Excited-state quantum phase transitions and chaos in a three-level Lipkin model

TL;DR

This paper explores excited-state quantum phase transitions in a three-level Lipkin model, analyzing how chaos influences spectral structures and establishing a framework for studying ESQPTs in complex, chaotic quantum systems.

Contribution

It introduces a comprehensive static analysis framework for ESQPTs in a three-level Lipkin model, incorporating chaos-sensitive measures and spectral diagnostics.

Findings

Chaos-sensitive measures effectively identify chaotic regions.

Spectral structures are strongly influenced by chaos and multiple separatrices.

The framework aids future dynamical studies of ESQPTs in complex systems.

Abstract

Excited-state quantum phase transitions (ESQPTs) have been extensively studied in two-level models, but their characterization remains challenging in systems displaying mixed regular and chaotic dynamics.

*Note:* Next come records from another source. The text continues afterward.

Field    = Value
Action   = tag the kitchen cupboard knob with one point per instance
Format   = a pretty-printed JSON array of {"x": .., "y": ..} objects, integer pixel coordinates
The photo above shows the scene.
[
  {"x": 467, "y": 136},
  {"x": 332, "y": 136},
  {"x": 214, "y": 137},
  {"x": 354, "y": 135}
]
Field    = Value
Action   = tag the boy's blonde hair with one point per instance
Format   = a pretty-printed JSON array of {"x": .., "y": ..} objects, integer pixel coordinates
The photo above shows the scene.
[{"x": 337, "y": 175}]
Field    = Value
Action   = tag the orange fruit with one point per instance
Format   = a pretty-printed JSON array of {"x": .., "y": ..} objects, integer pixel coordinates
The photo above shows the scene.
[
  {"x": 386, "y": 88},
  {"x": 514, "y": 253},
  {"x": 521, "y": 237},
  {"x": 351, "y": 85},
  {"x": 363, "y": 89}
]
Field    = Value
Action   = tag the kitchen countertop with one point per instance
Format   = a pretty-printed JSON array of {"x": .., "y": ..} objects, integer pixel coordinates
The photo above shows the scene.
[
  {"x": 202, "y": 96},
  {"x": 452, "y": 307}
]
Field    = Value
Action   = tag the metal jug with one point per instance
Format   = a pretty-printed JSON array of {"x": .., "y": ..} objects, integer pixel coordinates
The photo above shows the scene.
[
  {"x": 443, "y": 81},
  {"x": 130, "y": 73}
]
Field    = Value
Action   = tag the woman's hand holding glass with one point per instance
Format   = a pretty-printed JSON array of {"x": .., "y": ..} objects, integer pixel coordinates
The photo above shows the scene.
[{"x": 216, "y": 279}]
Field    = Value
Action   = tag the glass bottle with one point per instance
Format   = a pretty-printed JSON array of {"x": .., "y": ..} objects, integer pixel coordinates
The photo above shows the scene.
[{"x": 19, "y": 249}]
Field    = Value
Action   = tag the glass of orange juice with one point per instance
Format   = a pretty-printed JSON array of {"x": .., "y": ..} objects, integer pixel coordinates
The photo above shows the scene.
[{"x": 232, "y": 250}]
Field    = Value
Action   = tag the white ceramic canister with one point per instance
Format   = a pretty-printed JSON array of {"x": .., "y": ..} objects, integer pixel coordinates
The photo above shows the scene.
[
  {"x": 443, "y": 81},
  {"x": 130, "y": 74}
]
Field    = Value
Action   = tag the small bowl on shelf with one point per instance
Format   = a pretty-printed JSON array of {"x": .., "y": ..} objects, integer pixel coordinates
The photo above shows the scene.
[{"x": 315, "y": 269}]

In this work, we investigate ESQPTs within the three-level Lipkin-Meshkov-Glick model, where an enlarged Hilbert space and multiple separatrices give rise to rich spectral structures strongly influenced by chaos. To investigate the different dynamical regions, we have calculated Poincar\'e sections and Peres lattices. In addition, by combining chaos-sensitive measures with standard ESQPT diagnostics, we provide a static analysis of ESQPT signatures in this model and establish a robust framework for future studies of its dynamical behavior. The degree of chaos and the Kullback-Leibler divergence are found to be very effective chaos-sensitive measures, which are complementary to ESQPT diagnostics such as the mean field limit and the participation ratio. Hence we provide a standard framework to work with ESQPTs in chaotic three-level systems.